We'd still like the keep nuclear talks separate, please...
Kerry held bilateral talks with Iranian Foreign Minister Mohammad Javad Zarif in New York for more than an hour on Sunday, a senior State Department official said. The meeting focused on the need to make progress in this week's nuclear talks and the threat of Islamic State.
The official did not provide details on the discussions between Kerry and Zarif, who met for the first time a year ago on the sidelines of the U.N. General Assembly when Iran and six world powers reopened negotiations with Tehran.
Western officials told Reuters that Iran has not raised this idea in nuclear negotiations with the United States, Britain, France, Germany, Russia and China that resumed in New York on Friday. Diplomats close to the talks say they are unlikely to settle in New York on a long-term accord that would lift sanctions in exchange for curbs on Iranian nuclear work.
The Western officials said it would be difficult for them to even discuss the point in the atomic negotiations as the United States and its allies are determined to keep the nuclear negotiations focused exclusively on atomic issues as the Nov. 24 deadline for a deal nears.
"We are seeing as we get closer to the end of the talks that the Iranians are tempted to bring other dossiers to the table," a senior Western diplomat said.
"They sometimes indicate that if there were to not be a (nuclear) deal, the other dossiers in region would be more complicated," he added. "The six are determined not to bring the other subjects to the nuclear negotiations table."
The New York talks among senior foreign ministry officials from the six powers and Iran are taking place on the sidelines of this week's annual gathering of world leaders at the U.N. General Assembly.
The number of nuclear centrifuges has emerged as the principal sticking point in negotiations, which are expected to continue in New York until at least Sept. 26.
Centrifuges are machines that spin at supersonic speed to increase the ratio of the fissile isotope in uranium.
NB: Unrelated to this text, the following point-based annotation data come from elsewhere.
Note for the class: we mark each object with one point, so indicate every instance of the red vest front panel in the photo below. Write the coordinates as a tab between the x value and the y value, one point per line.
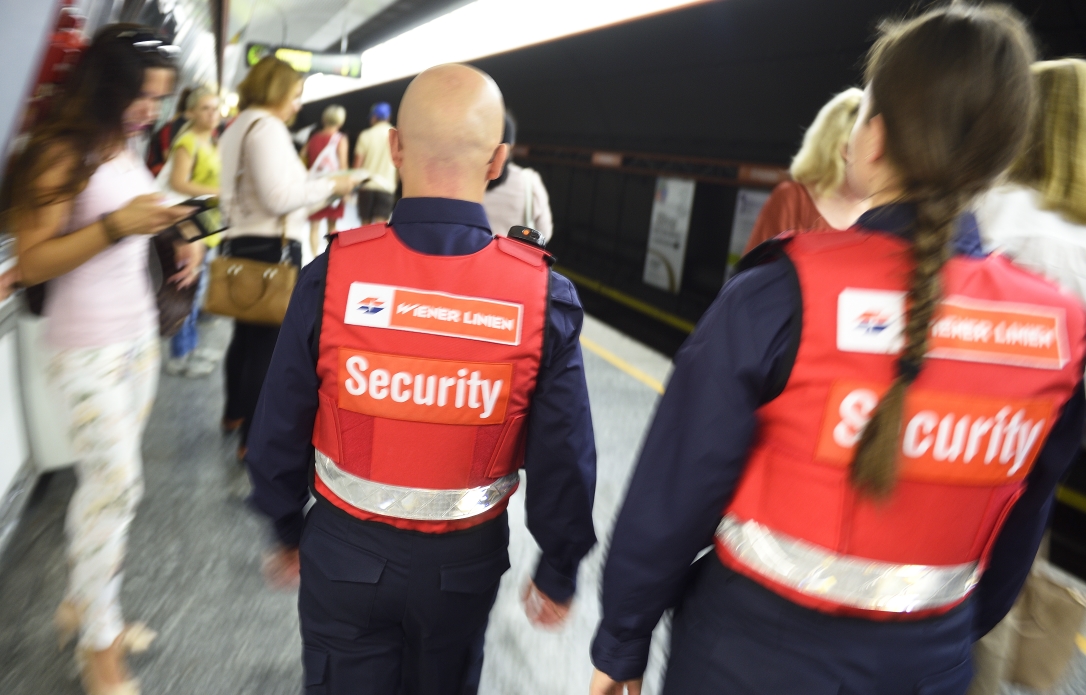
1005	353
427	366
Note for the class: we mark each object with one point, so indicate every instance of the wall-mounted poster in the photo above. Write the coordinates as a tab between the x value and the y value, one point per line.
667	232
748	203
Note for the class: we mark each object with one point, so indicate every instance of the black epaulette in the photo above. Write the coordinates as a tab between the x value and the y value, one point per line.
527	235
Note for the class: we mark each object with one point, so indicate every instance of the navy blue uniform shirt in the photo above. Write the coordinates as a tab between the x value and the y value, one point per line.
696	449
560	454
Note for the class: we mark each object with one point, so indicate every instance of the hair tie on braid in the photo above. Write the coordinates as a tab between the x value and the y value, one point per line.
908	369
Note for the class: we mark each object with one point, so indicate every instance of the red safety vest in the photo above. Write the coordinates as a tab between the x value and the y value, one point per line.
427	367
1005	354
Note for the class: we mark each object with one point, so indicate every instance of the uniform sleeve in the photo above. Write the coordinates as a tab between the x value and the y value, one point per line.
1018	542
692	458
276	174
279	440
560	452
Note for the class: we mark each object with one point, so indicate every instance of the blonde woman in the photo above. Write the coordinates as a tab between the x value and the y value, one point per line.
1038	217
326	152
818	197
265	190
196	168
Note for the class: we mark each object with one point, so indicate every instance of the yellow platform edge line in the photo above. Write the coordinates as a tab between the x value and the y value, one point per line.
1072	498
624	299
596	349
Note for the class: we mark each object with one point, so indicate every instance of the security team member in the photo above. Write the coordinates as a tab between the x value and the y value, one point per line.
425	361
868	431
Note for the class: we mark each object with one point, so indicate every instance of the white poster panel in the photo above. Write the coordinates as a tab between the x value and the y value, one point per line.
667	232
748	204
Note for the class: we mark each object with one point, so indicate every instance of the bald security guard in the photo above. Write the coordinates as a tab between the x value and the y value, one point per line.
419	366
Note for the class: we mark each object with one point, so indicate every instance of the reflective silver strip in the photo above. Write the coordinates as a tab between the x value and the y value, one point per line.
844	579
413	503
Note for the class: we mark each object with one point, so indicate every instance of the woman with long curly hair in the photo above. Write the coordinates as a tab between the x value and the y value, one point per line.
83	206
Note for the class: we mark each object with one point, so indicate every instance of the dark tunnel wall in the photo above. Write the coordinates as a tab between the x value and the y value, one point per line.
734	79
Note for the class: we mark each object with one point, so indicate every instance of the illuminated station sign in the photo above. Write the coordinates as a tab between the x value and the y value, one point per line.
344	64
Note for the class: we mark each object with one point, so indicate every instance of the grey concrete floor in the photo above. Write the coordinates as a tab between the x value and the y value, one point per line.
193	566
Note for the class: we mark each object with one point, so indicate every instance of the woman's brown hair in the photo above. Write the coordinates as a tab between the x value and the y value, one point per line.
1053	161
267	84
955	92
86	118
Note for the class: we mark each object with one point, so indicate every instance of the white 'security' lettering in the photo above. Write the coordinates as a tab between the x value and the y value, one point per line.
481	394
956	433
424	390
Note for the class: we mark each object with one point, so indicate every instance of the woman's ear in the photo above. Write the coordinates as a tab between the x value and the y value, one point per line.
876	138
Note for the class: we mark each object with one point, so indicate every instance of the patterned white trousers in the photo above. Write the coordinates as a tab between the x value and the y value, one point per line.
108	393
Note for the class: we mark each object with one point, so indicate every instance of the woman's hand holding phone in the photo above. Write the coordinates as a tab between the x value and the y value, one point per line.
147	215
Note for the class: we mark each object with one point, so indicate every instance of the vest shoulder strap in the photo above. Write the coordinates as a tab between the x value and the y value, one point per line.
362	234
766	252
530	254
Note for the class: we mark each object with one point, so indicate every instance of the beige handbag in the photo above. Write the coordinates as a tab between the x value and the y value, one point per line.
247	290
1050	613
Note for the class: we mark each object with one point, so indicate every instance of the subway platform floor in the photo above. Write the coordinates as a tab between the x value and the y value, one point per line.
193	566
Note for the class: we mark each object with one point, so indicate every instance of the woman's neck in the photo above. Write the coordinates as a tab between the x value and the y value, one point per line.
840	209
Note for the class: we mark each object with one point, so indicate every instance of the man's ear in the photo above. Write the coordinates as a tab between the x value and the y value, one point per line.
497	162
396	148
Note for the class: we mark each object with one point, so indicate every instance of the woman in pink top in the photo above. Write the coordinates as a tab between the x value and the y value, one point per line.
83	206
325	153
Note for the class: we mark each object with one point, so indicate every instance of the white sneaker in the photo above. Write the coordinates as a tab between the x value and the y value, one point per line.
176	366
198	367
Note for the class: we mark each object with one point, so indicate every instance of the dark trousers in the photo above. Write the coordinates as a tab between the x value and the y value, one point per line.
375	205
249	355
732	636
386	611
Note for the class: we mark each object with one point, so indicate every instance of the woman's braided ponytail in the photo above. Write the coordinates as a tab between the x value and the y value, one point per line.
956	97
874	467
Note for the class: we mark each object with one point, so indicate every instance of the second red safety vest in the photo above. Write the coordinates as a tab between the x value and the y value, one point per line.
1005	354
427	367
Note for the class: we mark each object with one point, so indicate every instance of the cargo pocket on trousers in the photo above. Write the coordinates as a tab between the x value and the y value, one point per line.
951	682
316	670
477	576
339	585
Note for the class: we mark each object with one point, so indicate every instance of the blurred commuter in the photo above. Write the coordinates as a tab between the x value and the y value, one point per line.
418	447
194	172
1038	219
371	152
875	482
8	281
325	153
518	196
265	190
162	140
818	197
83	204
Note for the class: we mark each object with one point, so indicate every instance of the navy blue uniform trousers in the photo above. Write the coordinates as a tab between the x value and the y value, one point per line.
387	611
732	636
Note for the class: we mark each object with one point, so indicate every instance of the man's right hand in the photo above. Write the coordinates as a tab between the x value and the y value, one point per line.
147	215
603	684
281	568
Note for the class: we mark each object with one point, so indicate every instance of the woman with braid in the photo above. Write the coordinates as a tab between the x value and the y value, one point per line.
868	425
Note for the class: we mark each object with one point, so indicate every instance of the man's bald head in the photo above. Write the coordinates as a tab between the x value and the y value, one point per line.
449	133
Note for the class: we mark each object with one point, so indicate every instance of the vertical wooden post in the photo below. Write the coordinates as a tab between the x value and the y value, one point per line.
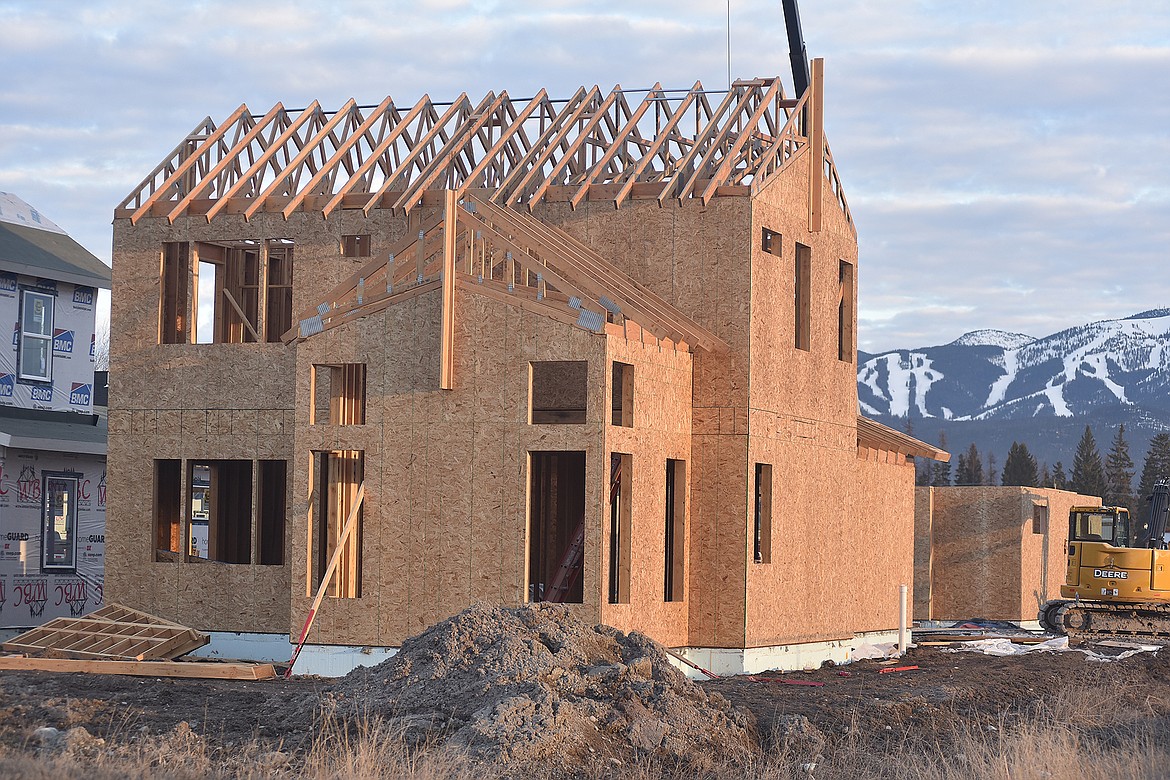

Low-enriched uranium is used to fuel nuclear power plants, Iran's stated goal, but can also provide material for bombs if refined much further, which the West fears may be Iran's latent goal.
Iran currently has over 19,000 centrifuges, though only around 10,000 of those are operational. The six powers want Iran to reduce the number of operational centrifuges to the low thousands, to ensure it cannot quickly produce enough bomb-grade uranium for a weapon, should it choose to do so.
But centrifuges are not the only sticking point in the talks. Others include the duration of any nuclear deal, the timetable for ending the sanctions, and the fate of a research reactor that could yield significant quantities of bomb-grade plutonium.
Under a November 2013 interim deal, Iran froze some parts of its atomic program in exchange for limited sanctions relief. That agreement was intended to buy time for negotiations on a comprehensive deal that end the decade-long standoff with Iran and remove the risk of yet another war in the Middle East.